Ohne den »sozialen Druck«, den ich als Bruder ganz freiwillig eingegangen bin, könnte ich diese Regelmäßigkeit, die mir so gut tut, nicht durchhalten. Aber ich will doch zumindest einen Tipp geben, was Sie in Ihren vier Wänden auch alleine, »unregelmäßig«, von unseren Gebetserfahrungen übernehmen könnten: Das Beten mit den Psalmen.

Wenn ich einen der Psalmen bete, werde ich sozusagen durch die unsichtbare Gemeinde getragen. Ich bin mit meinen Gedanken und Gefühlen nicht allein, bete nicht nur aus mir heraus, und doch geht es um für mich existentielle Anliegen.

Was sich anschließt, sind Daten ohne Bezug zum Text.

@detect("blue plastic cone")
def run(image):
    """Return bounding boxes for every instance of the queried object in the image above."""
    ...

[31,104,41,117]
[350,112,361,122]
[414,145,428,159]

Das sage ich öfter Menschen, die zu Stillen Tagen hierher nach Triefenstein kommen: »Beten Sie doch die Psalmen und schauen Sie: Wo finde ich mich wieder, welches Gebet spricht mir aus der Seele?« Es tut der Seele gut, getragen, verstanden zu werden. Sein zu dürfen vor Gott. So wie es ist. Jeden Tag. Jede Stunde. Und jede Minute.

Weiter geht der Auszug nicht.